Cryopreserved PBMCs were thawed and rested in cell culture media (RPMI supplemented with 10% Human AB serum and PenStrep – 50 U/mL of penicillin and 50 µg/mL of streptomycin) at 37 °C for 3 h at a density of 10 M/mL in 24-well plates. 15 min prior to stimulation, CD40 blocking antibody (clone HB14, Miltenyi, cat #: 130-094-133) was added to each well at 0.5 µg/ml, as well as antibodies staining CXCR5, CXCR3 and CCR6. Cells were either left unstimulated or stimulated with overlapping peptide pools of Spike (S1 + S2), at a final concentration of 0.5 µg/mL/peptide. Alternatively, 1 µg/ml of Staphylococcal Enterotoxin B (SEB, Toxin Technology) was used to stimulate the cells as a positive control. Cells were stimulated for 15 h, collected, washed, and stained with LIVE/DEAD™ Fixable Aqua Dead Cell Stain Kit (20 mins, 4 °C; Thermofisher, #L34965). After washing, cells were incubated with FcR block (10 mins, 4 °C; Miltenyi) then stained with a cocktail of surface markers (30 mins, 4 °C; See panel in Supplementary Table 4). Washed cells were then fixed with 2% PFA for 20 mins at RT, then washed and resuspended in PBS-2% FBS for flow acquisition on a 5-laser Symphony (BD).
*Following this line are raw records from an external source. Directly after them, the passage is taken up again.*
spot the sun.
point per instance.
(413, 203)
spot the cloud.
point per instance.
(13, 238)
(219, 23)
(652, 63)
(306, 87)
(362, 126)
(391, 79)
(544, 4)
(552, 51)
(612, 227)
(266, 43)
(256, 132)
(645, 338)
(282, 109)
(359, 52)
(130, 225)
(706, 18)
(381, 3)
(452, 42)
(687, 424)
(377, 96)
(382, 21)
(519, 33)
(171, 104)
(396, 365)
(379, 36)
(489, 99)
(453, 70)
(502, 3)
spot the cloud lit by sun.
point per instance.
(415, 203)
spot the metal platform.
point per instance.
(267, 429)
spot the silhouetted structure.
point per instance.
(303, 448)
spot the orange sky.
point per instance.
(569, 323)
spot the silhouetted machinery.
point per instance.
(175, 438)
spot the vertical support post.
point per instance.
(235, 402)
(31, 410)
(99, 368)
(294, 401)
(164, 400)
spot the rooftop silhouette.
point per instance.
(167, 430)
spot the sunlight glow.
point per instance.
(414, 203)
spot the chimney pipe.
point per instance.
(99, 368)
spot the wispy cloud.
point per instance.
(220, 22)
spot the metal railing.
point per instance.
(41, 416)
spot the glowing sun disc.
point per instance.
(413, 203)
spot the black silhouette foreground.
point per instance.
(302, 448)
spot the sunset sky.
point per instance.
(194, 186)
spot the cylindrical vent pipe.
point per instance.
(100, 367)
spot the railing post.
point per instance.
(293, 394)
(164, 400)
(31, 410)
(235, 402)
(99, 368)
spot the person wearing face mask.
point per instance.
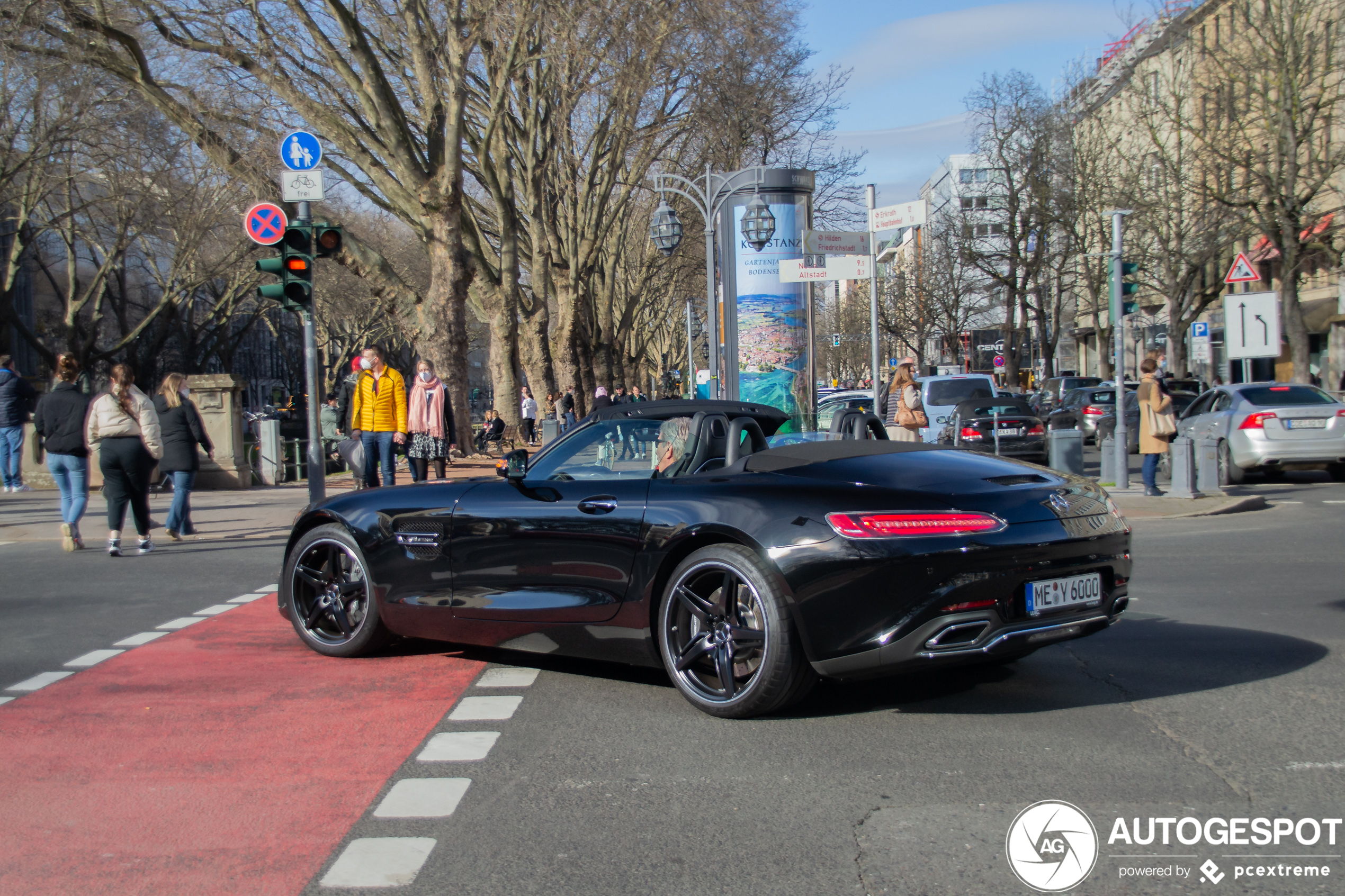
(379, 415)
(429, 421)
(182, 430)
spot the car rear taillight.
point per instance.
(912, 524)
(969, 605)
(1257, 421)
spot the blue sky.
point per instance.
(915, 65)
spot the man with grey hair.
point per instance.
(673, 437)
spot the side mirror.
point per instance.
(513, 465)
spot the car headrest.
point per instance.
(733, 444)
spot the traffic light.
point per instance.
(293, 268)
(327, 240)
(1127, 269)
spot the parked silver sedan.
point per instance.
(1270, 428)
Intracellular cytokine staining (ICS) in Spike-specific T cells

Cryopreserved peripheral blood mononuclear cells (PBMCs) were thawed and rested for 2 h in cell culture media. Cells were stimulated with overlapping peptide pools for SARS-CoV-2 spike (S), membrane (M) and nucleocapsid (NC) (0.5 μg/ml per peptide from JPT, Berlin, Germany) for 6 h in the presence of anti-CD107a BV786 (BD Biosciences), Brefeldin A (BD Biosciences) and monensin-1 (BD Biosciences) at 37 °C and 5% CO2. DMSO-treated cells served as negative control and SEB-treated cells as positive control. Cells were stained with LIVE/DEAD™ Fixable Aqua Dead Cell Stain Kit (20 mins, 4 °C; Thermofisher, #L34965) and surface markers (30 mins, 4 °C), followed by detection of intracellular markers using the IC Fixation/Permeabilization kit (Thermo Fisher) according to the manufacturer’s protocol before acquisition at 5-laser Symphony (BD) (see Supplementary Table 5 for panel).

Reporting summary

Further information on research design is available in the Nature Portfolio Reporting Summary linked to this article.